This kettle is useful to someone who needs to boil water for French press or manual drip coffee, tea, or even for preheating water for use in a vacuum pot. It seems faster and is easier to use than a stove. In some places, of course, there's no stove, and it's the best way to go.
When Braun released this kettle a few years ago, it was probably the first company to come out with the newest generation of hot pots, or kettles that boil water quickly and easily. It seems much faster than a gas or electric stove, shuts off automatically (but does not have a keep-hot feature), and the carafe part needs no plugging in. You lift it off a round "peg" that's part of the base, and put it back on the "peg" base heating element with an easy motion. The kettle rotates 360 degrees on the base, so you can put it back on the base in any orientation.

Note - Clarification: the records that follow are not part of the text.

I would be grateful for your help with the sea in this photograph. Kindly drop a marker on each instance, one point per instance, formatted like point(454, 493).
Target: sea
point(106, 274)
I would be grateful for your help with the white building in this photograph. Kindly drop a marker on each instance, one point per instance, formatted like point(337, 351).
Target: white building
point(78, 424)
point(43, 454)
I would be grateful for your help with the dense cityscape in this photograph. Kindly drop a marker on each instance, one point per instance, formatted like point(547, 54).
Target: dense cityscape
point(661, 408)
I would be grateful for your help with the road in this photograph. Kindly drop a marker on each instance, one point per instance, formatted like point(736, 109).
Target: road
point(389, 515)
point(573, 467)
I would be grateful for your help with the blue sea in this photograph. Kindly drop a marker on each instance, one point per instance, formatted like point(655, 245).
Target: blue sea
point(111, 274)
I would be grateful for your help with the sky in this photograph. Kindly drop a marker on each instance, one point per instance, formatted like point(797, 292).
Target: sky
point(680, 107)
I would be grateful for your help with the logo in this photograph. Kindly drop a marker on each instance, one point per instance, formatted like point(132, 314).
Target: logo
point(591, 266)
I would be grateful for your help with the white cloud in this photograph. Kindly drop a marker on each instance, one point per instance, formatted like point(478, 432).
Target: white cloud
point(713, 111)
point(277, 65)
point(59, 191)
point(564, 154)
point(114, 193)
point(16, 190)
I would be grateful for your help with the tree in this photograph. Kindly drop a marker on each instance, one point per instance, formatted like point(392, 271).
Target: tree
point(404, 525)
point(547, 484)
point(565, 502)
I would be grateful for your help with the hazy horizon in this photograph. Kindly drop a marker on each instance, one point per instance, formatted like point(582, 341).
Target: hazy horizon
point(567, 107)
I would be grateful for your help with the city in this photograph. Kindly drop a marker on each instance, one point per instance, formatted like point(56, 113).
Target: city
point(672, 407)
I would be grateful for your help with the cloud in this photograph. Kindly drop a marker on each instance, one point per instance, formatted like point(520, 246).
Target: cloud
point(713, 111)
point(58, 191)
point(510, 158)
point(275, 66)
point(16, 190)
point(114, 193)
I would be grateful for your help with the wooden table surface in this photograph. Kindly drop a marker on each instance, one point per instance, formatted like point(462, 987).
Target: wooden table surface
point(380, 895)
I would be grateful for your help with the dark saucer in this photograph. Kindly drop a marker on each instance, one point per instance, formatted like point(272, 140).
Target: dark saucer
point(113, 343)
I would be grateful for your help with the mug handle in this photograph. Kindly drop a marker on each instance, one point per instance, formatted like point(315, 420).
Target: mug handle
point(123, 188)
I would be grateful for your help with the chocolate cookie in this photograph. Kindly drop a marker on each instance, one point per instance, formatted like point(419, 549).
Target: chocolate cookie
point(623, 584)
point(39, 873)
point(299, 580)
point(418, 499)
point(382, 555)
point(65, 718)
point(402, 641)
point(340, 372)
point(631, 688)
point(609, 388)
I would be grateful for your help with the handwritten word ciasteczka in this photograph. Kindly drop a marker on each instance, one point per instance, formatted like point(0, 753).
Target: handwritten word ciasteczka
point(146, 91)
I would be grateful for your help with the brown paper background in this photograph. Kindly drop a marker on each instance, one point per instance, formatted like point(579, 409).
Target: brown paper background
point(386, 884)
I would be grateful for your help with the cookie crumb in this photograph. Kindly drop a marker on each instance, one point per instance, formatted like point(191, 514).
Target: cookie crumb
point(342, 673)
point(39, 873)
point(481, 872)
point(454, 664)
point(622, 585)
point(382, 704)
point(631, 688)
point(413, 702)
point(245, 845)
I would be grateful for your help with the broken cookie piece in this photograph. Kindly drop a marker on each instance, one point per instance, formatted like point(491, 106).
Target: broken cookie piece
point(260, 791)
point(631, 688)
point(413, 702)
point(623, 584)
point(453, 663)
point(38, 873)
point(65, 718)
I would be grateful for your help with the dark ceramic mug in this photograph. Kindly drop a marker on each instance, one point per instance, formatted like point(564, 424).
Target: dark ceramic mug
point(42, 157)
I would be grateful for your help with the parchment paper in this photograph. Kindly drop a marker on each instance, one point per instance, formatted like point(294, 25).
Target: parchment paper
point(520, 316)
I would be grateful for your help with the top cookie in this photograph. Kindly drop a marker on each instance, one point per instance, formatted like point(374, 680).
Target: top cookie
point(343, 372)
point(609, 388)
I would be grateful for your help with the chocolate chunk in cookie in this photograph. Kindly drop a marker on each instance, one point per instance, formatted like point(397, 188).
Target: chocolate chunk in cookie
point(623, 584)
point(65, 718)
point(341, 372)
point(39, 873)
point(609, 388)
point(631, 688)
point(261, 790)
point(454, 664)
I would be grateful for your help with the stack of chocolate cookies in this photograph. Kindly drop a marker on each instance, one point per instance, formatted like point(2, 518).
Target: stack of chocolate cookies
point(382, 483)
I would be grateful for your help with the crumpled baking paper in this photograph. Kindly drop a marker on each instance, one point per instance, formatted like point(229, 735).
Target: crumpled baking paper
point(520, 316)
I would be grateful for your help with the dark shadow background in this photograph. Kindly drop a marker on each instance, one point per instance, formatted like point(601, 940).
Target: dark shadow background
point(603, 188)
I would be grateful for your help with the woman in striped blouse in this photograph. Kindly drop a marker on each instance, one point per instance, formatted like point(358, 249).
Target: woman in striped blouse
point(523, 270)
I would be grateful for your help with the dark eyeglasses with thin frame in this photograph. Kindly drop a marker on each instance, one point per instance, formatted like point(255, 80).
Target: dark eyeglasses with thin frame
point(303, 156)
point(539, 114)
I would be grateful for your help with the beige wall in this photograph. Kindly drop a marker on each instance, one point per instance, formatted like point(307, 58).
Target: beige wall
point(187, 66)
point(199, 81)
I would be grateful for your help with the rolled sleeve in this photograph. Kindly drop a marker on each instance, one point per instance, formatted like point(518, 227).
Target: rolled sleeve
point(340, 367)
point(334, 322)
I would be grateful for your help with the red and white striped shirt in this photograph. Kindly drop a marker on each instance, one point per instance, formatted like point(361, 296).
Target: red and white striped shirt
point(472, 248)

Steps for using it are simple. Fill the pot. A clear area on both sides of the pot lets you see the level, and levels are marked from two to seven cups. There are only two buttons on the kettle, both located on the top of the handle. One opens the lid for filling or cleaning, although you can fill it without opening the lid, through the spot. The other turns on the heating element. It clicks off automatically when boiled. You can't even turn on the kettle if it's not sitting properly on the base, which is a nice feature. That way in the unlikely event you didn't seat the kettle properly, you won't turn it on and walk away, waiting for it to boil.
There's an orange indicator light near the base of the kettle that tells you it's on. However, your ear tells you the same thing, as the water begins heating up so quickly that you can hear it bubbling as it reaches a boil.
Inside, the kettle is plastic with a brushed stainless base. The heating coils are hidden, so if you had to reach in to clean it, there are no coils to maneuver around. Inside the pot there's a removable plastic filter, so that if crud from scaling should develop, it won't land in your pot or cup. The hidden coils also mean you can boil a very tiny amount of water, as the water does not need to reach above any coils or particular level.
I actually have two of these Braun kettles, one at home and one at the office. At work I use spring water, and in two years, I've seen no deposits build up inside the pot. At home I use tap water, and a mild deposit is building up which eventually will require simple descaling.
To give you the specs, from the Braun web page:
AquaExpress Model WK200, in white or black, 1500 watt, 7 cup or 1.6 liter capacity, easy-read water level indicator on both sides, on/off pilot light on both sides, easy water filling through the spout, concealed heating element, four-way safety switch off (when dry, when oiften off base, when lid is opened, when water boils), cord storage, washable limestone scale filter, easy to clean. That sums it up.
I like everything about the pot except 1) The style doesn't thrill me. It's available in white or black plastic, and I think Braun's design teams could create something more beautiful. Functionally, however, it's simple and perfect. 2) The other improvement would be a "keep hot" feature, but I don't miss it.
When this pot first came out there were early imitators, but they weren't as nicely designed (the lid wasn't hinged, and the heating coil was not hidden). Lately I'm seeing some competitors, however. Some of the stainless steel ones are more beautiful but make sure they don't have an exposed heating element inside.